Even if PAC doesn’t make a single penny though, it’s less important than fighting to get adoptees’ voices heard, and to get funding somehow so that adoptees can actually get in to see specialist adoption therapists who actually understand all the inverse realities that being adopted can convey upon a life.

So begins the long and arduous task…

So begins the long and arduous task of attempting to create a charitable organisation designed – at least initially – in an attempt to help raise funds in order to assist adoptees to obtain the oh-so horrendously expensive psychological/mental health/however you wanna describe it help that so many adoptees have demonstrated needing.
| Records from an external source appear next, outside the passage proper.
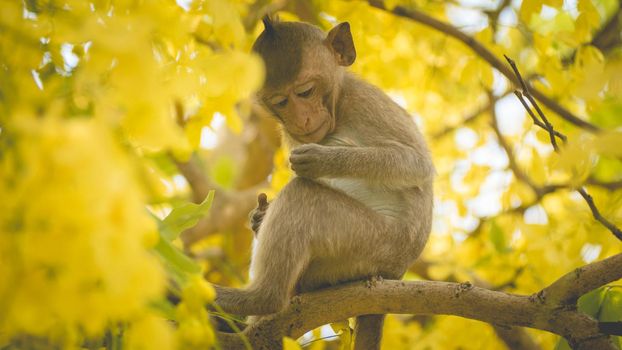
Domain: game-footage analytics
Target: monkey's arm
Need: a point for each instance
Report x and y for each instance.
(393, 164)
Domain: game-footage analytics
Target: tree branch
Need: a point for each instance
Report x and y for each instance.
(547, 126)
(552, 309)
(485, 54)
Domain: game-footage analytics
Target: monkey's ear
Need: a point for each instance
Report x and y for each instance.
(339, 39)
(269, 22)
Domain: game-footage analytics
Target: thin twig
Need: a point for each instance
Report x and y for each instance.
(547, 126)
(596, 213)
(527, 93)
(485, 54)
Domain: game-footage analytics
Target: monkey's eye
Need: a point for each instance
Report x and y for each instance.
(279, 101)
(306, 90)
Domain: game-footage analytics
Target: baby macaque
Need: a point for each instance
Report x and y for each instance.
(361, 203)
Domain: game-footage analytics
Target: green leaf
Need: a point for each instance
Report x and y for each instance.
(184, 217)
(179, 265)
(611, 308)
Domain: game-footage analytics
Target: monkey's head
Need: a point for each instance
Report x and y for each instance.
(304, 69)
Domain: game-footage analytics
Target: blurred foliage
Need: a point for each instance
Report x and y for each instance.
(117, 115)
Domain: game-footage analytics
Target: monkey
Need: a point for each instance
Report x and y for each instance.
(257, 214)
(361, 202)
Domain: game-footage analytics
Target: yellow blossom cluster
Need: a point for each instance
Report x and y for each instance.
(75, 234)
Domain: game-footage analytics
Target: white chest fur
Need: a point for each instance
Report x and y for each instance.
(376, 197)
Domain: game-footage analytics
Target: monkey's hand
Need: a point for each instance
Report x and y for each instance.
(310, 160)
(256, 216)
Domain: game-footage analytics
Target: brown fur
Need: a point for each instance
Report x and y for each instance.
(361, 204)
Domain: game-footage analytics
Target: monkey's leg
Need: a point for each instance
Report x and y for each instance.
(368, 332)
(307, 220)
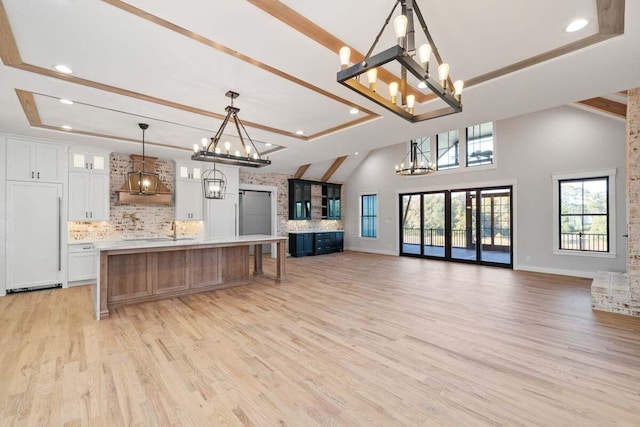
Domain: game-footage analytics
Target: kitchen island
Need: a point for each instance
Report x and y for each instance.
(150, 269)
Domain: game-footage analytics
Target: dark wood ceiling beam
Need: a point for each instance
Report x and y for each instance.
(333, 168)
(301, 171)
(606, 105)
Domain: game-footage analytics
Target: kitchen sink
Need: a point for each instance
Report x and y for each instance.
(156, 239)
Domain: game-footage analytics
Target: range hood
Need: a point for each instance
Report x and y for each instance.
(163, 194)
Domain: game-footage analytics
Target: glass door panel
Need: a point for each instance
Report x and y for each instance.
(410, 224)
(495, 225)
(433, 210)
(463, 225)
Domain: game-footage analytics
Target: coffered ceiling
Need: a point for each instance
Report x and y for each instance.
(170, 63)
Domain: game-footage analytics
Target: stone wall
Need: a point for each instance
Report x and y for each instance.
(620, 292)
(633, 195)
(153, 220)
(284, 225)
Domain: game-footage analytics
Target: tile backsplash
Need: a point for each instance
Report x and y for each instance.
(131, 221)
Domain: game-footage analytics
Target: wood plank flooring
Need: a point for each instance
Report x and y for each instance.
(350, 339)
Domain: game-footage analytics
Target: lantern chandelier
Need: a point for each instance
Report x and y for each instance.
(246, 155)
(402, 97)
(415, 162)
(142, 182)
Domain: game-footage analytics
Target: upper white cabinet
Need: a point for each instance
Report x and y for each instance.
(35, 161)
(188, 192)
(189, 201)
(188, 171)
(88, 185)
(88, 197)
(87, 160)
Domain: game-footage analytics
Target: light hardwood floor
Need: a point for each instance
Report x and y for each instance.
(351, 339)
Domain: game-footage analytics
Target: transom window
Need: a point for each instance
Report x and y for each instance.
(480, 144)
(584, 214)
(448, 150)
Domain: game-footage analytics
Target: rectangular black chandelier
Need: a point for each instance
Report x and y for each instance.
(400, 101)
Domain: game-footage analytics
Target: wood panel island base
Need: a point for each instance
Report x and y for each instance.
(145, 270)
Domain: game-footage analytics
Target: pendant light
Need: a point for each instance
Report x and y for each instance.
(214, 184)
(142, 182)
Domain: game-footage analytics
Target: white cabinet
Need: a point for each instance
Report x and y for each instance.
(35, 161)
(222, 217)
(188, 171)
(88, 160)
(34, 234)
(82, 263)
(188, 192)
(189, 200)
(88, 197)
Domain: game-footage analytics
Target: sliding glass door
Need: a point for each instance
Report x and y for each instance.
(473, 225)
(495, 225)
(433, 214)
(463, 225)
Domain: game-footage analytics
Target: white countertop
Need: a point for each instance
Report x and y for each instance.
(316, 231)
(162, 242)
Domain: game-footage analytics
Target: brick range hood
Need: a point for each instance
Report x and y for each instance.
(162, 196)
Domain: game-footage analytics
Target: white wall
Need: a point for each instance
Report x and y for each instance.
(3, 214)
(529, 150)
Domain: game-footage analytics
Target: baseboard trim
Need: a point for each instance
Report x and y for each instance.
(561, 272)
(371, 251)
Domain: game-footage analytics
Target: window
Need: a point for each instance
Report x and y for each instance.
(584, 214)
(369, 215)
(448, 150)
(480, 144)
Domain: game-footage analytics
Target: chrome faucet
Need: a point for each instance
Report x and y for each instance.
(174, 231)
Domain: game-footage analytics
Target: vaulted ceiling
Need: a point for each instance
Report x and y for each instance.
(170, 63)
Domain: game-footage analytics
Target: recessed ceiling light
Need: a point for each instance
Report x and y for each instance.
(576, 25)
(63, 69)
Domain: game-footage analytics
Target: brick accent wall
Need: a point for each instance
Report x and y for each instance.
(284, 225)
(620, 292)
(633, 195)
(153, 220)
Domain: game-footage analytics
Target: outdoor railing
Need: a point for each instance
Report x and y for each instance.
(584, 242)
(459, 238)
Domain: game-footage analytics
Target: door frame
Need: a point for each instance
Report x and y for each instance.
(478, 188)
(273, 190)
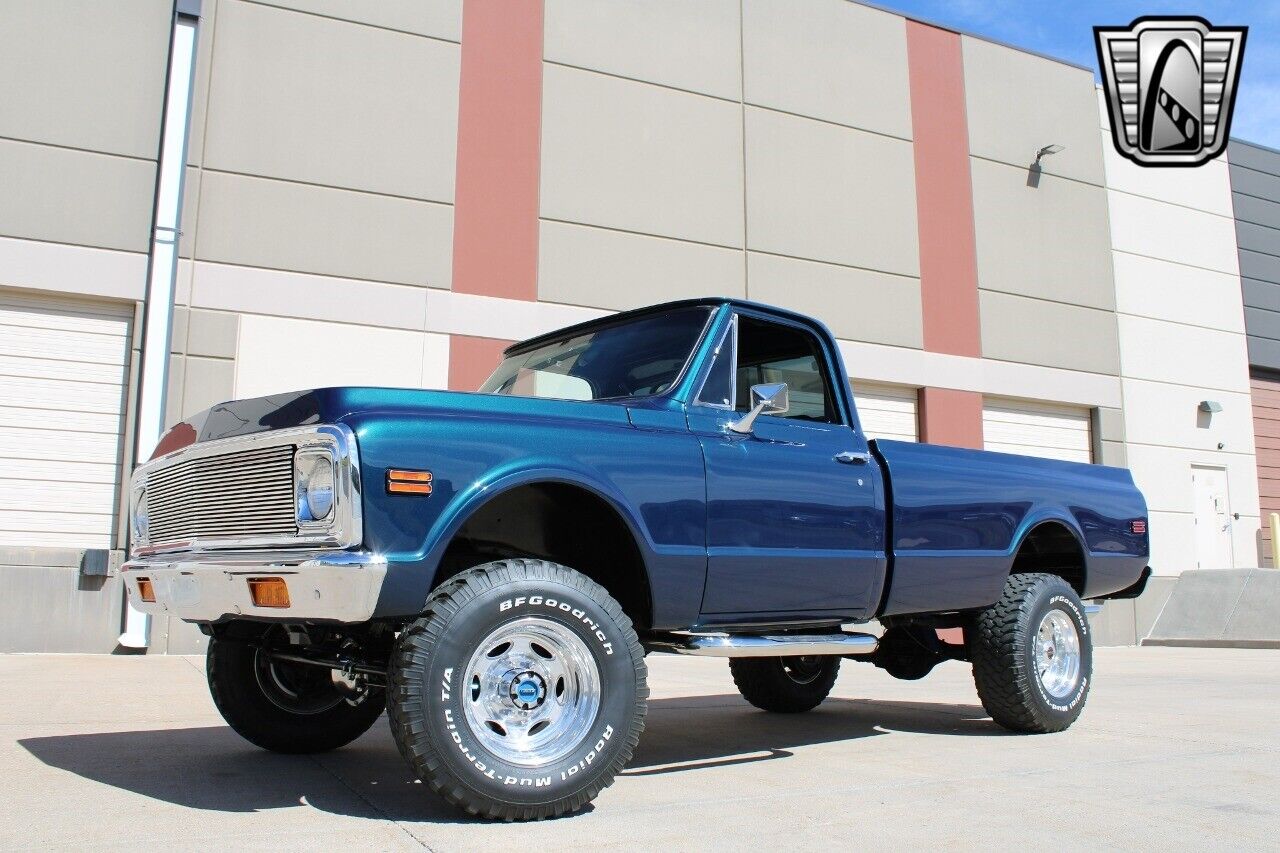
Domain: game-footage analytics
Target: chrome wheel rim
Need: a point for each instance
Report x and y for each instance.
(1057, 655)
(533, 692)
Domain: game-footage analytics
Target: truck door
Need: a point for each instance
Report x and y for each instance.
(794, 520)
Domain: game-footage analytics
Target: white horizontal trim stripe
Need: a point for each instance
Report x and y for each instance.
(901, 365)
(341, 300)
(80, 270)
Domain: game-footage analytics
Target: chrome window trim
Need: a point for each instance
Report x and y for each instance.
(728, 336)
(344, 529)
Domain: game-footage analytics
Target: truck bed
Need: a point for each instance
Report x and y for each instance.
(959, 515)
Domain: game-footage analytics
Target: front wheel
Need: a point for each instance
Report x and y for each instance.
(520, 692)
(1033, 655)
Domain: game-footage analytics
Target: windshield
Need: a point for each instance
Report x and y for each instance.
(631, 359)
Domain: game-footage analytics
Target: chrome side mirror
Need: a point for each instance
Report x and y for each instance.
(766, 400)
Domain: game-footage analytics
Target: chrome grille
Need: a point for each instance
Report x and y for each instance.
(243, 493)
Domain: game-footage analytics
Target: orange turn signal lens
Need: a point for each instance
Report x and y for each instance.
(400, 482)
(269, 592)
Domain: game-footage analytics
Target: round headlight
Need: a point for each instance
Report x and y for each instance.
(141, 520)
(319, 488)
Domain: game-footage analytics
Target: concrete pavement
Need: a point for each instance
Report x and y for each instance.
(1178, 748)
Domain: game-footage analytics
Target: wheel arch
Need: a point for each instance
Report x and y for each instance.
(1052, 546)
(557, 516)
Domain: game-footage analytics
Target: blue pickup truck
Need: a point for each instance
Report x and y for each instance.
(492, 568)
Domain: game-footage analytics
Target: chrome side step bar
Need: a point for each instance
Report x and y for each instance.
(766, 646)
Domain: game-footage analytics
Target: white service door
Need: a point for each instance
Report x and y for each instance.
(63, 377)
(1037, 429)
(1212, 518)
(887, 411)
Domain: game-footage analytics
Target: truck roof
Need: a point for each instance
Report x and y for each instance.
(622, 316)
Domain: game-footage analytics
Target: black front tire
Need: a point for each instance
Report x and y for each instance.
(435, 698)
(785, 684)
(284, 707)
(1009, 673)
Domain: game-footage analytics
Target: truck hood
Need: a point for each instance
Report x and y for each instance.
(336, 405)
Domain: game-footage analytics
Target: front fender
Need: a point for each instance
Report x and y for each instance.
(652, 479)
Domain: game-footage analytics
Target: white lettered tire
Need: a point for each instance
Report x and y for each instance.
(520, 692)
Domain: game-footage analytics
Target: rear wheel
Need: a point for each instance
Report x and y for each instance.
(286, 707)
(785, 684)
(1033, 655)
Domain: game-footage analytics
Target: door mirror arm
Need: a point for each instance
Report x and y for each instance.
(766, 400)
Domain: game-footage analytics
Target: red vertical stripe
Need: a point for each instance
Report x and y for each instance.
(498, 159)
(951, 416)
(471, 360)
(944, 200)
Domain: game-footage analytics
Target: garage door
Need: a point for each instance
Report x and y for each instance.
(63, 372)
(1037, 429)
(1266, 437)
(887, 411)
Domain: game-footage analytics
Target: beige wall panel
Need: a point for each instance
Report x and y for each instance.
(315, 229)
(1175, 233)
(1048, 241)
(613, 269)
(74, 196)
(832, 194)
(855, 304)
(672, 42)
(1168, 415)
(1015, 328)
(211, 333)
(1182, 354)
(1019, 103)
(268, 356)
(640, 158)
(1166, 291)
(1206, 187)
(208, 382)
(85, 73)
(435, 18)
(828, 59)
(327, 101)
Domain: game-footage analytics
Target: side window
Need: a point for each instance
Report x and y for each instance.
(771, 352)
(718, 388)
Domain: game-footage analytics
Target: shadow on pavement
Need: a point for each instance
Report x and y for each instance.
(214, 769)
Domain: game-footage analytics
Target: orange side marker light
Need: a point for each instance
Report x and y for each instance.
(402, 482)
(269, 592)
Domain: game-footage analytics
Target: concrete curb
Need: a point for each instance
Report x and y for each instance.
(1221, 609)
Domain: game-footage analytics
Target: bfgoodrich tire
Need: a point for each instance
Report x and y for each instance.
(785, 684)
(284, 707)
(1033, 655)
(520, 692)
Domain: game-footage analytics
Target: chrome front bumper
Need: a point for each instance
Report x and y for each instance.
(324, 585)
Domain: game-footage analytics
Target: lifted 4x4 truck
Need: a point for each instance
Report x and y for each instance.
(493, 568)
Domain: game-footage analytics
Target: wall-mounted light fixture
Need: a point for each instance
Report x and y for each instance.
(1047, 150)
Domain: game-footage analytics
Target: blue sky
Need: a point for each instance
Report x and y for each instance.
(1065, 28)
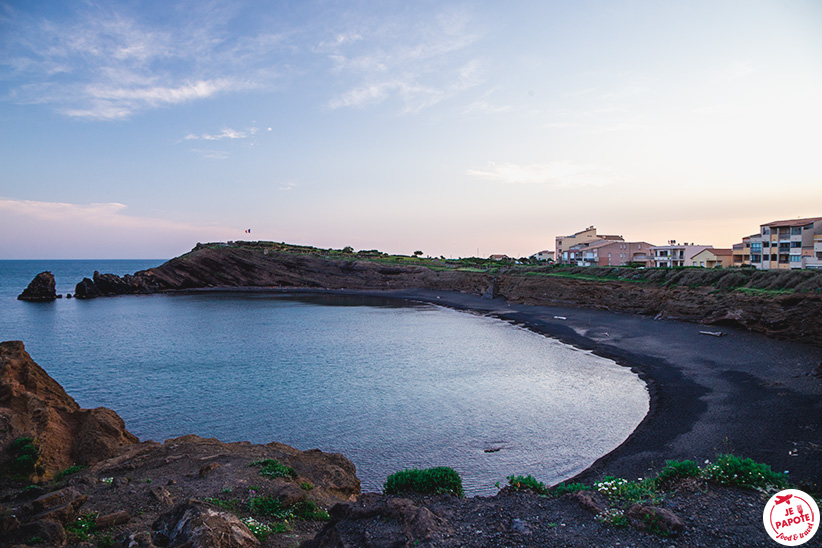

Of course, if it does take of properly (no promises yet, hence why I’m not asking for money yet), then it’s possible to widen the scope of ‘help’, but for now, it’s definitely the psychological stuff I’m aiming at.

This blog will – hopefully – chart the challenges I (and the organisation) face in becoming a recognised charity, potentially along with links and comments and reactions to a variety of adoption-related literature and Internet discussions, questions, and debates.

I do not intend this blog to become a personal blog concerning my own adoption issues, however it’s absolutely certain that my own adoption issues will colour the reactions and comments made.